Neben der Akzeptanz gegenüber der Passion Angeln steht die Information zu vielfältigen Fragestellungen an erster Stelle: Was leisten die Angler? Wie wird man Angler und wo kann man angeln? Warum sollte man Mitglied in einem der 600 sächsischen Vereine werden? Die Antworten zu diesen und vielen anderen Fragen gibt der Landesverband vor Ort in einer umfangreichen Imagebroschüre.

Geplant ist, dass diese Wanderausstellung kontinuierlich an den verschiedensten Plätzen im Freistaat Sachsen vorgestellt wird. Nach der Präsentation im Leipziger Rathaus und dem Dresdener Flughafen ist als nächste Station der Flughafen Halle/Leipzig beabsichtigt. Dort werden auch zahlreiche neue Exponate zu sehen sein.

Lassen Sie sich überraschen!
Trockenaquarium:











Rund um Angeln und Angler:










*Flughafen wirbt aktiv mit Anglern!*
Auch der Flughafen Dresden wirbt aktiv mit der Ausstellung des LVSA für Angler und Angeln mit einer Pressemitteilung und auf der Seite des Flughafens:
http://m.dresden-airport.de/Erlebnis-Flughafen/Veranstaltungen.html

PM:


> *Angel-Ausstellung im Dresdner Flughafen blickt in sächsische Unterwasserwelt *
> *Um die Leidenschaft Angeln geht es in einer neuen Ausstellung, die bis 21. Oktober im Flughafen Dresden Terminal zu sehen ist. Hier präsentiert der Landesverband Sächsischer Angler e. V. (LVSA) anschaulich seine Arbeit und beantwortet Fragen wie:
> Was leisten die Angler? Wie wird man Angler und wo kann man angeln? Warum sollte man Mitglied in einem der 600 sächsischen Vereine werden? Der Eintritt zur Schau „Angeln in Sachsen“ ist frei. *
> 
> ...



Dass ich als leidgeprüfter Angler aus Baden-Württemberg so etwas umso mehr zu schätzen weiss, weil bei uns ja Politik wie auch der LFV-BW Angler und Angeln immer mehr schädigen, ist sicher nachvollziehbar, siehe den Stand des LFV-BW auf der Landesgartenschau:


Thomas9904 schrieb:


> "Pavillon" vom LFV-BW - einen elenderen "Stand" hab ich auf der ganzen Landesgartenschau nicht gesehen, da haben sogar Dixiklos auf einmal nen gewissen Charme....

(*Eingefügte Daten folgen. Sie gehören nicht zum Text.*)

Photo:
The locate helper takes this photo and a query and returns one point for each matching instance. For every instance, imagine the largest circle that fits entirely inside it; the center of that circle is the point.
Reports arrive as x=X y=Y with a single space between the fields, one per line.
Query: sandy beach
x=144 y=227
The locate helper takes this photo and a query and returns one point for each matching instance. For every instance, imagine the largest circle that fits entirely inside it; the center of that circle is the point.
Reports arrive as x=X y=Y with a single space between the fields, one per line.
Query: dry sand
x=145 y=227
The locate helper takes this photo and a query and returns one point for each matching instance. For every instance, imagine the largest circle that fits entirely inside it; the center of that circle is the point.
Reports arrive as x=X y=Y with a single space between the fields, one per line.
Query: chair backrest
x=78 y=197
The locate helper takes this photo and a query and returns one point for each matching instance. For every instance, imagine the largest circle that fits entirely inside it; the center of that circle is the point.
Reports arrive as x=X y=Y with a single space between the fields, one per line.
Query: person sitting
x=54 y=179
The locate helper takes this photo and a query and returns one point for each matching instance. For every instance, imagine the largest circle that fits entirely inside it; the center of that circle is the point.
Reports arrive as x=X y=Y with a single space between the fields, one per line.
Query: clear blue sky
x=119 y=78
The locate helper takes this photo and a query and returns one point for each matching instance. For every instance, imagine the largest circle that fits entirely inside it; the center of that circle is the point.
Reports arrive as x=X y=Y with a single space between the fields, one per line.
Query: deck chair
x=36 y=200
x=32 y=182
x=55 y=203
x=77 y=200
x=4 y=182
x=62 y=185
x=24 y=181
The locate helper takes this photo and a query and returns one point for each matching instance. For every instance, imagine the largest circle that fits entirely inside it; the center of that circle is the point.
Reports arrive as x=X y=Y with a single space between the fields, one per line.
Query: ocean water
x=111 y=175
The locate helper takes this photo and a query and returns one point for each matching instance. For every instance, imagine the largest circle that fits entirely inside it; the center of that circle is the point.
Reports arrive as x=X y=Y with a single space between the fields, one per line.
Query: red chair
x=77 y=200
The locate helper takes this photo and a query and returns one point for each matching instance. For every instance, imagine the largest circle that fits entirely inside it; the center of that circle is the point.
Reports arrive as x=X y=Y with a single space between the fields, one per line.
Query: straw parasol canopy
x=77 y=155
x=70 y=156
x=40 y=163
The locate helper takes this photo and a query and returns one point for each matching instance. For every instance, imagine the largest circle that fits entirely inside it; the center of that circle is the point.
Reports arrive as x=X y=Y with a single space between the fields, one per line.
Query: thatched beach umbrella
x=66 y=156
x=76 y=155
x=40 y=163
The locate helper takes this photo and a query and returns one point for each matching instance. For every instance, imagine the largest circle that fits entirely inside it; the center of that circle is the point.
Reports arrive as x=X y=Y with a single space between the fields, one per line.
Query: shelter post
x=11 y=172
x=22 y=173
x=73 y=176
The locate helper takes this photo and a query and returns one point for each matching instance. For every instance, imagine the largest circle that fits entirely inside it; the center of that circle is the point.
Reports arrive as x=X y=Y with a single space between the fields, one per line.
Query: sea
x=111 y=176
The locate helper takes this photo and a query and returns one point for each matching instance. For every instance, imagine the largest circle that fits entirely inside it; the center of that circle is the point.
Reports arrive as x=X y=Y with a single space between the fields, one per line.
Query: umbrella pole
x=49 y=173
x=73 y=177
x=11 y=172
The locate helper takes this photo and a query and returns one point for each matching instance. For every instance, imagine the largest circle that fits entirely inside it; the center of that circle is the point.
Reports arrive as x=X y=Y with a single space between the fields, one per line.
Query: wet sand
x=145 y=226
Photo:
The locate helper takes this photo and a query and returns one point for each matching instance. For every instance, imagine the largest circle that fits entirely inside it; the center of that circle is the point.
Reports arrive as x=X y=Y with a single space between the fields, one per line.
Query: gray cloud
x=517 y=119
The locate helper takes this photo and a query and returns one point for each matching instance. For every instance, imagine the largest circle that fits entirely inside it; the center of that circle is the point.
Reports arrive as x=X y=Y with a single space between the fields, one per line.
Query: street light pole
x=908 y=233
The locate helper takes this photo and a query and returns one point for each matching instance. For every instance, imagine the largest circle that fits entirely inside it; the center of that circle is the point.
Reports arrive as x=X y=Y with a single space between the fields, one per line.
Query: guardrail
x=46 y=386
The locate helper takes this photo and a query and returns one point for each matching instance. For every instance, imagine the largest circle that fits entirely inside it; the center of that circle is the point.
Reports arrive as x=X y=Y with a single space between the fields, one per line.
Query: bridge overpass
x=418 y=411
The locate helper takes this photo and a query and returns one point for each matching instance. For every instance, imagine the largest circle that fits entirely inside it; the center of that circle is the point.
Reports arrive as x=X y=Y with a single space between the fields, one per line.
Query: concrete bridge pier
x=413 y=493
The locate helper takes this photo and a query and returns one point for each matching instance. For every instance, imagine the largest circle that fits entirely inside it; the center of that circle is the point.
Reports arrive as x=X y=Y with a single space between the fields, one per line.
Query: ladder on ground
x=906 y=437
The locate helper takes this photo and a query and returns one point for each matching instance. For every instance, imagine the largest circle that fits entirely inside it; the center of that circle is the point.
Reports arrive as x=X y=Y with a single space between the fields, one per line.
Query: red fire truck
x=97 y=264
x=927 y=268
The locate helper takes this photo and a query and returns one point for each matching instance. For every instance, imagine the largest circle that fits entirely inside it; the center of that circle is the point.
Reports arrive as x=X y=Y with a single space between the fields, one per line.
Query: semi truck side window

*Danke LVSA - Gut gemacht!*
Danke daher an den LVSA, der hier in vorbildlicher Weise am Flughafen in Dresden das Angeln einer breite Masse an Flugreisenden nahebringt.

Thomas Finkbeiner


----------



## stefan0975 (6. September 2016)

*AW: Landesverband sächsischer Angler wirbt auf Flughafen für Angler!*

Ganz starke Aktion, freut mich als Dresdner natürlich besonders, werde ich mir vielleicht sogar mal mit den Kindern anschauen gehen


----------



## anglermeister17 (6. September 2016)

*AW: Landesverband sächsischer Angler wirbt auf Flughafen für Angler!*

Bei soviel positiver Verbandsarbeit, von dem der Rest des Landes ja nur träumen kann, bleibt man als "Nicht- LVSA- ler" schlicht nur staunend u wortlos zurück! Einerseits ein schillerndes Bsp, in sooo kurzer soo viel Gutes zu bewirken für Angler, andererseits doppelt bitter und umso unverständlicher für die Zahler anderer BL, wo man sich ja fragen muss: WIESO KLAPPT es nicht auch hier? Es sieht doch sooo einfach aus, wie die Sachsen das gerade vormachen!


----------



## Peter_Piper (6. September 2016)

*AW: Landesverband sächsischer Angler wirbt auf Flughafen für Angler!*

Eine tolle Idee, sehr schön und informativ umgesetzt. Da kann man den sächsischen LV nur loben und die anderen LV's sollten sich davon mal ne Scheibe abschneiden! Leider kommt ja von der Verbandsseite (gerade hier in NRW) sehr wenig. Ich hoffe, dass ein Ruck durch die tatenlosen und duckmäuserischen Verbände geht und sie dieses  positive Beispiel aufgreifen und endlich zu Taten schreiten und aktiv werden.


----------



## Thomas9904 (6. September 2016)

*AW: Landesverband sächsischer Angler wirbt auf Flughafen für Angler!*

Mir gefällt das aus dreierlei Gründen:
1.:
Dass nun scheinbar neben dem Anglerverband Niedersachsen auch der LVSA konsequent den Weg zu gehen scheint, Angler und das Angeln voran zu stellen und öffentlich und offen zu propagieren, auch abseits der normalen Medien in der breiten Öffentlichkeit!

2.:
Dass dies - im Gegensatz zum Elend des von mir aufgezeigten Beispieles aus Baden-Württemberg - in einer ansprechenden und positiven Weise geschehen ist..

3.:
Dass es dabei beim LVSA wie beim AV-NDS immer zuerst um Angeln und Angler geht, nicht um Naturschutz, Bildung, Tierschutz etc., wie es die willenlos abnickenden, abnickenden  Vasallenverbände des DAFV und auch z. B. der LFV-BW oder der LFV-Bayern immer voran stellen.

*Und - bemerkenswert:*
Es scheint mehr als anzukommen!
Im Abklärungsgespräch hiess es, dass auf Grund der guten Resonanz schon weitere Flughäfen Interesse bekundet hätten.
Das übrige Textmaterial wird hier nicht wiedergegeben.